Developmental toxicity studies of DORAL in mice at doses
up to 400 times the human dose (15 mg) revealed no major drug-related
malformations. Minor fetal skeletal variations that occurred were delayed
ossification of the sternum, vertebrae, distal phalanges and supraoccipital
bones, at doses approximately 70 and 400 times the human dose. A developmental
toxicity study of DORAL in New Zealand rabbits at doses up to approximately 130
times the human dose demonstrated no effect on fetal morphology or development
DORAL and its metabolites are excreted in human milk.
Caution should be exercised when administering DORAL to a nursing woman.

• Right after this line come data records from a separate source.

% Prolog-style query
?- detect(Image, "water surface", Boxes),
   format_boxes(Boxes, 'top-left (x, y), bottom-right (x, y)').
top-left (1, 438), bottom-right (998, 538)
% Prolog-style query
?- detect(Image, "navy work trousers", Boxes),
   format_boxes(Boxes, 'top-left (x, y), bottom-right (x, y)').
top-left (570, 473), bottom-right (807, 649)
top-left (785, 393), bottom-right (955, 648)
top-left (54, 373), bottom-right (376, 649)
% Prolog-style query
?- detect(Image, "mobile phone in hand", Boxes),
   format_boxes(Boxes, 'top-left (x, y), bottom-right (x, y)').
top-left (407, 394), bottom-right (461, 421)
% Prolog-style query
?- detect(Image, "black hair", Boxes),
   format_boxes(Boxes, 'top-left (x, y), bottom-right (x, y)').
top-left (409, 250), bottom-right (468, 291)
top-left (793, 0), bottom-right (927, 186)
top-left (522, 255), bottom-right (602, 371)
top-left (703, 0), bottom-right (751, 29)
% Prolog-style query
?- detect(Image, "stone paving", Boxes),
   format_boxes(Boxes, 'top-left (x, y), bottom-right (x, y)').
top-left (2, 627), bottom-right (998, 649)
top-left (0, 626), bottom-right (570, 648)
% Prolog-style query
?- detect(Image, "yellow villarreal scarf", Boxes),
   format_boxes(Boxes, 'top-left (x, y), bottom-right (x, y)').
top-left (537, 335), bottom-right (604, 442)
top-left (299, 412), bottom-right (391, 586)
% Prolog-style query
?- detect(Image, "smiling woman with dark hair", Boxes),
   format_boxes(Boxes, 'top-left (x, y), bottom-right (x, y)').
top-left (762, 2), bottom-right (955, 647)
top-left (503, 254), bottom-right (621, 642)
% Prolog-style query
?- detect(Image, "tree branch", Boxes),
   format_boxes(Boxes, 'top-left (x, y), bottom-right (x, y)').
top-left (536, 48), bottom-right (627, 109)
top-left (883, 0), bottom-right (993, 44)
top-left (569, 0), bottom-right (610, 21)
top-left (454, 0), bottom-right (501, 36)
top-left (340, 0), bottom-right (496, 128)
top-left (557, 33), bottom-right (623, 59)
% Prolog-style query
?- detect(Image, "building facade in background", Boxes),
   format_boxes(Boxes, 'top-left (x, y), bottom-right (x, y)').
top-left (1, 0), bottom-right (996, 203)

Safety and effectiveness in pediatric patients have not
DORAL may cause confusion and over-sedation in the
elderly. Elderly patients generally should be started on a low dose of DORAL
and observed closely. Elderly and debilitated patients may be more sensitive to
benzodiazepines, reflecting the greater frequency of decreased hepatic, renal,
or cardiac function, and of concomitant disease or other drug therapy. A
double-blind controlled sleep laboratory study (N=30) compared the effects of
DORAL 7.5 mg and 15 mg to that of placebo over a period of 7 days. Both the 7.5
mg and 15 mg doses appeared to be well tolerated. Caution must be used in interpreting
this data due to the small size of the study.